GCPHN will strive to achieve reconciliation through improving the cultural appropriateness of Primary Health Care services and promoting equal opportunities within the health sector of the Gold Coast region for Aboriginal and Torres Strait Islander peoples. GCPHN values open, respectful and transparent communications with Aboriginal and Torres Strait Islander peoples, their respected community organisations and all other stakeholders involved in improving the health, social and emotional wellbeing of the Gold Coast’s Aboriginal and Torres Strait Islander peoples.
National Close the Gap Day (NCTGD) is an annual awareness event that aims to close the health and life expectancy gap between the indigenous and the non-indigenous communities in Australia.

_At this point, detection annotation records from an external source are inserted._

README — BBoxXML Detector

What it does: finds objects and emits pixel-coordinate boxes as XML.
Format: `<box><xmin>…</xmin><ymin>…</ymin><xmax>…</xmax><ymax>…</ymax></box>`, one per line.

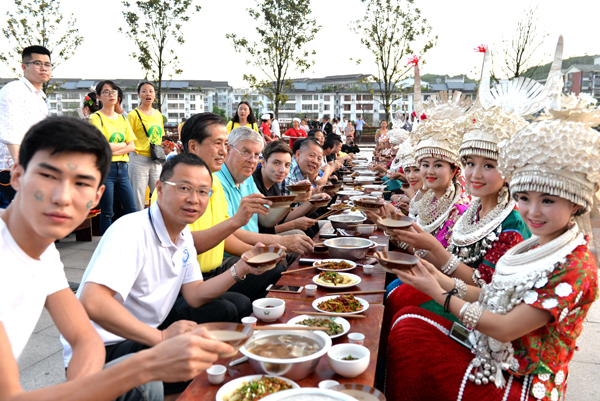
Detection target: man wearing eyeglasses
<box><xmin>0</xmin><ymin>46</ymin><xmax>52</xmax><ymax>208</ymax></box>
<box><xmin>61</xmin><ymin>153</ymin><xmax>262</xmax><ymax>395</ymax></box>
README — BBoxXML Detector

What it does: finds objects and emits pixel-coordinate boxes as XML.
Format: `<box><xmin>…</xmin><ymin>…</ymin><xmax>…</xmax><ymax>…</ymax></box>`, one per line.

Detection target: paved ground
<box><xmin>19</xmin><ymin>145</ymin><xmax>600</xmax><ymax>401</ymax></box>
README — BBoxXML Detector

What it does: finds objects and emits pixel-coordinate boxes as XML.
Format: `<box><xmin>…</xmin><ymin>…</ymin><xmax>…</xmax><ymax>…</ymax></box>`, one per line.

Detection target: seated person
<box><xmin>215</xmin><ymin>127</ymin><xmax>312</xmax><ymax>266</ymax></box>
<box><xmin>252</xmin><ymin>142</ymin><xmax>329</xmax><ymax>238</ymax></box>
<box><xmin>61</xmin><ymin>153</ymin><xmax>259</xmax><ymax>395</ymax></box>
<box><xmin>0</xmin><ymin>117</ymin><xmax>233</xmax><ymax>401</ymax></box>
<box><xmin>342</xmin><ymin>140</ymin><xmax>360</xmax><ymax>155</ymax></box>
<box><xmin>166</xmin><ymin>113</ymin><xmax>312</xmax><ymax>299</ymax></box>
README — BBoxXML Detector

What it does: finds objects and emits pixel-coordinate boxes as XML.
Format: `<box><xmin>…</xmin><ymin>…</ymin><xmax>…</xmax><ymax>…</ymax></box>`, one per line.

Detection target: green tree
<box><xmin>0</xmin><ymin>0</ymin><xmax>83</xmax><ymax>93</ymax></box>
<box><xmin>119</xmin><ymin>0</ymin><xmax>200</xmax><ymax>111</ymax></box>
<box><xmin>350</xmin><ymin>0</ymin><xmax>437</xmax><ymax>121</ymax></box>
<box><xmin>225</xmin><ymin>0</ymin><xmax>320</xmax><ymax>118</ymax></box>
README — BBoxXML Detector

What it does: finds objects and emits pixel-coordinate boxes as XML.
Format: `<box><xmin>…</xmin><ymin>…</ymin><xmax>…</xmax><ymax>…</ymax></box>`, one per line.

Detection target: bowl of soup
<box><xmin>252</xmin><ymin>298</ymin><xmax>285</xmax><ymax>322</ymax></box>
<box><xmin>198</xmin><ymin>322</ymin><xmax>254</xmax><ymax>358</ymax></box>
<box><xmin>323</xmin><ymin>237</ymin><xmax>373</xmax><ymax>260</ymax></box>
<box><xmin>241</xmin><ymin>245</ymin><xmax>285</xmax><ymax>271</ymax></box>
<box><xmin>240</xmin><ymin>328</ymin><xmax>331</xmax><ymax>380</ymax></box>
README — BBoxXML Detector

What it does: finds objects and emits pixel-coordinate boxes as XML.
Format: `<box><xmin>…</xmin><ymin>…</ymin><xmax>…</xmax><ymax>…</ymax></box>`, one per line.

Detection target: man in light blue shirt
<box><xmin>355</xmin><ymin>116</ymin><xmax>369</xmax><ymax>145</ymax></box>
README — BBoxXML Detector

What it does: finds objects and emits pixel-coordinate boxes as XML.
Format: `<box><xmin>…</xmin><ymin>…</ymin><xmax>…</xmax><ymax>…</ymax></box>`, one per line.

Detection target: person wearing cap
<box><xmin>283</xmin><ymin>117</ymin><xmax>308</xmax><ymax>148</ymax></box>
<box><xmin>260</xmin><ymin>113</ymin><xmax>273</xmax><ymax>143</ymax></box>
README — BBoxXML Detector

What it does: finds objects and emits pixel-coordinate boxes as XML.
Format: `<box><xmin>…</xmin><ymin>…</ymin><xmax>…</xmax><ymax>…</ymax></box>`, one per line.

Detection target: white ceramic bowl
<box><xmin>327</xmin><ymin>344</ymin><xmax>371</xmax><ymax>378</ymax></box>
<box><xmin>252</xmin><ymin>298</ymin><xmax>285</xmax><ymax>322</ymax></box>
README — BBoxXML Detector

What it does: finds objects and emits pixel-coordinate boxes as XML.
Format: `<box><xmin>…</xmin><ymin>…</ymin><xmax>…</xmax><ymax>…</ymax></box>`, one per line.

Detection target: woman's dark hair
<box><xmin>83</xmin><ymin>92</ymin><xmax>102</xmax><ymax>114</ymax></box>
<box><xmin>138</xmin><ymin>81</ymin><xmax>156</xmax><ymax>95</ymax></box>
<box><xmin>160</xmin><ymin>153</ymin><xmax>212</xmax><ymax>183</ymax></box>
<box><xmin>180</xmin><ymin>113</ymin><xmax>225</xmax><ymax>152</ymax></box>
<box><xmin>96</xmin><ymin>80</ymin><xmax>119</xmax><ymax>95</ymax></box>
<box><xmin>231</xmin><ymin>100</ymin><xmax>256</xmax><ymax>127</ymax></box>
<box><xmin>19</xmin><ymin>117</ymin><xmax>112</xmax><ymax>185</ymax></box>
<box><xmin>21</xmin><ymin>46</ymin><xmax>52</xmax><ymax>63</ymax></box>
<box><xmin>263</xmin><ymin>141</ymin><xmax>294</xmax><ymax>162</ymax></box>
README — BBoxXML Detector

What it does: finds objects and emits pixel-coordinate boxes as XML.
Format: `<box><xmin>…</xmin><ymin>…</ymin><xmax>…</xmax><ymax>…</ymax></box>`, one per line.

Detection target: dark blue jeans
<box><xmin>98</xmin><ymin>162</ymin><xmax>137</xmax><ymax>234</ymax></box>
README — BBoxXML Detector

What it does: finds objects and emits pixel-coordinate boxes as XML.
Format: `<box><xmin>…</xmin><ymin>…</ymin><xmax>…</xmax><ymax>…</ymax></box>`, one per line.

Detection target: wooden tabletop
<box><xmin>178</xmin><ymin>223</ymin><xmax>394</xmax><ymax>401</ymax></box>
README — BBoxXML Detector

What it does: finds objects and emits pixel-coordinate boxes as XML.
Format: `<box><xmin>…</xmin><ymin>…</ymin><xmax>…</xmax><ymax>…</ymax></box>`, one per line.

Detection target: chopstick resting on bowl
<box><xmin>294</xmin><ymin>311</ymin><xmax>367</xmax><ymax>319</ymax></box>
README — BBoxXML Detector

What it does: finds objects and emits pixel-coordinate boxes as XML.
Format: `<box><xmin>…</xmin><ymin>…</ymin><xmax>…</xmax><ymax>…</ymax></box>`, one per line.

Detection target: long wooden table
<box><xmin>178</xmin><ymin>226</ymin><xmax>388</xmax><ymax>401</ymax></box>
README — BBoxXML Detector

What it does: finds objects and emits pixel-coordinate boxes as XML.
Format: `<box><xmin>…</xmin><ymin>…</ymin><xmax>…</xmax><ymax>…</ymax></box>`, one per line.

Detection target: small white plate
<box><xmin>313</xmin><ymin>259</ymin><xmax>356</xmax><ymax>272</ymax></box>
<box><xmin>313</xmin><ymin>272</ymin><xmax>362</xmax><ymax>288</ymax></box>
<box><xmin>312</xmin><ymin>295</ymin><xmax>369</xmax><ymax>316</ymax></box>
<box><xmin>215</xmin><ymin>375</ymin><xmax>300</xmax><ymax>401</ymax></box>
<box><xmin>288</xmin><ymin>315</ymin><xmax>350</xmax><ymax>338</ymax></box>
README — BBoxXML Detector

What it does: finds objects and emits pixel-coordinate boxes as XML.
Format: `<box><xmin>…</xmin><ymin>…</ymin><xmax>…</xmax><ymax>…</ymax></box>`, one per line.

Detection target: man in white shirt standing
<box><xmin>0</xmin><ymin>46</ymin><xmax>52</xmax><ymax>208</ymax></box>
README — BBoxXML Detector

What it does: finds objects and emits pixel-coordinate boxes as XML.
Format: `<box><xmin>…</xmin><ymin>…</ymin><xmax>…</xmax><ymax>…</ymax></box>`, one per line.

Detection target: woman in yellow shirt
<box><xmin>89</xmin><ymin>81</ymin><xmax>136</xmax><ymax>234</ymax></box>
<box><xmin>127</xmin><ymin>82</ymin><xmax>164</xmax><ymax>210</ymax></box>
<box><xmin>227</xmin><ymin>100</ymin><xmax>260</xmax><ymax>134</ymax></box>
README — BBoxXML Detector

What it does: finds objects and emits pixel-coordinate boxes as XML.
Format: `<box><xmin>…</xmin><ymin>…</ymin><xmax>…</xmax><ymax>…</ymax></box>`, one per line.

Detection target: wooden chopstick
<box><xmin>254</xmin><ymin>324</ymin><xmax>329</xmax><ymax>331</ymax></box>
<box><xmin>327</xmin><ymin>290</ymin><xmax>385</xmax><ymax>295</ymax></box>
<box><xmin>293</xmin><ymin>311</ymin><xmax>367</xmax><ymax>319</ymax></box>
<box><xmin>281</xmin><ymin>266</ymin><xmax>317</xmax><ymax>276</ymax></box>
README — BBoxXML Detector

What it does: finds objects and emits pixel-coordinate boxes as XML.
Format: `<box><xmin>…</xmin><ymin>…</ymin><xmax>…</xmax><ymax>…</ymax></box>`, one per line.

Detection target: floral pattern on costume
<box><xmin>513</xmin><ymin>241</ymin><xmax>598</xmax><ymax>400</ymax></box>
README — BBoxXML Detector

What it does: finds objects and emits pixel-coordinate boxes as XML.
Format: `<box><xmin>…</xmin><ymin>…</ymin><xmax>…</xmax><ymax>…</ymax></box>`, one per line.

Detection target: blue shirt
<box><xmin>215</xmin><ymin>164</ymin><xmax>260</xmax><ymax>234</ymax></box>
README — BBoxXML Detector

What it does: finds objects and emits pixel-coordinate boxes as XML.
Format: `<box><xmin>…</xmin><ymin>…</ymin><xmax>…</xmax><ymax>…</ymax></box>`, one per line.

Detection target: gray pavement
<box><xmin>18</xmin><ymin>148</ymin><xmax>600</xmax><ymax>401</ymax></box>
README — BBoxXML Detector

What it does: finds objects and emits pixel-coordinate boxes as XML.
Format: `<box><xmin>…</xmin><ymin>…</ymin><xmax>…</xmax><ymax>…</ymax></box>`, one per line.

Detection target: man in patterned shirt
<box><xmin>0</xmin><ymin>46</ymin><xmax>52</xmax><ymax>208</ymax></box>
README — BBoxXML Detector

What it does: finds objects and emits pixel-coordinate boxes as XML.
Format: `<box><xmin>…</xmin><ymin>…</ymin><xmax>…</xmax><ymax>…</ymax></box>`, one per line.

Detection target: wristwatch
<box><xmin>229</xmin><ymin>263</ymin><xmax>246</xmax><ymax>283</ymax></box>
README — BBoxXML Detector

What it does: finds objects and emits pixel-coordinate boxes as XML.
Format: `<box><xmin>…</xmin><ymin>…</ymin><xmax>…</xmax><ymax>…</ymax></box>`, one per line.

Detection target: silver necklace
<box><xmin>468</xmin><ymin>224</ymin><xmax>586</xmax><ymax>387</ymax></box>
<box><xmin>417</xmin><ymin>182</ymin><xmax>462</xmax><ymax>235</ymax></box>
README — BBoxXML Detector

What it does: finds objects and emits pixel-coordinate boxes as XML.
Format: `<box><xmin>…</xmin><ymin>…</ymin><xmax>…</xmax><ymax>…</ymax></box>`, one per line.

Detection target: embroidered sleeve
<box><xmin>523</xmin><ymin>246</ymin><xmax>598</xmax><ymax>326</ymax></box>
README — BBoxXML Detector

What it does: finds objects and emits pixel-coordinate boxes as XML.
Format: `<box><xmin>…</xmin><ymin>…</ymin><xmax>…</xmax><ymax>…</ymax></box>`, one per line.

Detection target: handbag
<box><xmin>135</xmin><ymin>109</ymin><xmax>167</xmax><ymax>164</ymax></box>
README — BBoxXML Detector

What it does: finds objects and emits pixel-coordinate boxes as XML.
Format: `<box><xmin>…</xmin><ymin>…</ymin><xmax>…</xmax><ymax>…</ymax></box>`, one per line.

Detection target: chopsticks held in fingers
<box><xmin>294</xmin><ymin>311</ymin><xmax>367</xmax><ymax>319</ymax></box>
<box><xmin>327</xmin><ymin>290</ymin><xmax>385</xmax><ymax>295</ymax></box>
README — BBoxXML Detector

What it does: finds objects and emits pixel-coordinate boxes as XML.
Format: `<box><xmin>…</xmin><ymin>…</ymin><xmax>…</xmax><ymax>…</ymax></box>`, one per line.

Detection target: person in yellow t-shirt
<box><xmin>127</xmin><ymin>81</ymin><xmax>164</xmax><ymax>210</ymax></box>
<box><xmin>226</xmin><ymin>100</ymin><xmax>260</xmax><ymax>133</ymax></box>
<box><xmin>89</xmin><ymin>81</ymin><xmax>136</xmax><ymax>234</ymax></box>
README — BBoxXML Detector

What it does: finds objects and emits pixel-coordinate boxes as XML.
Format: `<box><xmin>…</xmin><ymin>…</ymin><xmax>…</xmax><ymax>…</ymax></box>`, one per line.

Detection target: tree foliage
<box><xmin>226</xmin><ymin>0</ymin><xmax>320</xmax><ymax>117</ymax></box>
<box><xmin>497</xmin><ymin>6</ymin><xmax>548</xmax><ymax>78</ymax></box>
<box><xmin>0</xmin><ymin>0</ymin><xmax>83</xmax><ymax>93</ymax></box>
<box><xmin>119</xmin><ymin>0</ymin><xmax>200</xmax><ymax>110</ymax></box>
<box><xmin>351</xmin><ymin>0</ymin><xmax>437</xmax><ymax>121</ymax></box>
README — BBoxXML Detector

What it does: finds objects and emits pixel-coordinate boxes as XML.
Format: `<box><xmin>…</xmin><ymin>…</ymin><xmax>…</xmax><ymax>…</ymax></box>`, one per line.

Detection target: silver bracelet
<box><xmin>452</xmin><ymin>277</ymin><xmax>467</xmax><ymax>299</ymax></box>
<box><xmin>441</xmin><ymin>254</ymin><xmax>460</xmax><ymax>276</ymax></box>
<box><xmin>461</xmin><ymin>302</ymin><xmax>484</xmax><ymax>330</ymax></box>
<box><xmin>458</xmin><ymin>302</ymin><xmax>471</xmax><ymax>322</ymax></box>
<box><xmin>415</xmin><ymin>249</ymin><xmax>429</xmax><ymax>259</ymax></box>
<box><xmin>229</xmin><ymin>263</ymin><xmax>246</xmax><ymax>283</ymax></box>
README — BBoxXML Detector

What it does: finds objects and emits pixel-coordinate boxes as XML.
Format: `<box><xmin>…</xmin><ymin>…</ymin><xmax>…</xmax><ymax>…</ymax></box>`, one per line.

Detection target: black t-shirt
<box><xmin>252</xmin><ymin>166</ymin><xmax>281</xmax><ymax>234</ymax></box>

NCTGD is usually held on the third Thursday in March. It was first observed in 2007 as a joint venture between Australia’s top public and health organisations. Olympic sprinter Cathy Freeman and swimmer Ian Thorpe launched the campaign from the Olympic Stadium in Sydney.
The campaign was a response to the poor health outcomes among indigenous groups in Australia. Studies have shown that the life expectancy of Aboriginal and Torres Strait Islander people is 10-17 years lower than that of non-Indigenous Australians.
The main aim of National Close the Gap Day is to make people from both indigenous and non-indigenous backgrounds aware of this problem and work towards finding ways to solve it.
High life expectancy is not just a health issue, but it is also a human rights issue. Poverty, education, and employment levels all have a long-lasting impact on the health of a community. The Close the Gap campaign recognises this and emphasises that closing the gap in early childhood development, schooling, housing, and employment is the key to also closing the health gap.
National Close the Gap Day is not an official holiday, so businesses, schools, and government offices are open. Community health groups, educators, medical professionals, and policy-makers organise outreach drives, conferences, and workshops to bring attention to the problem of low life expectancy among indigenous groups.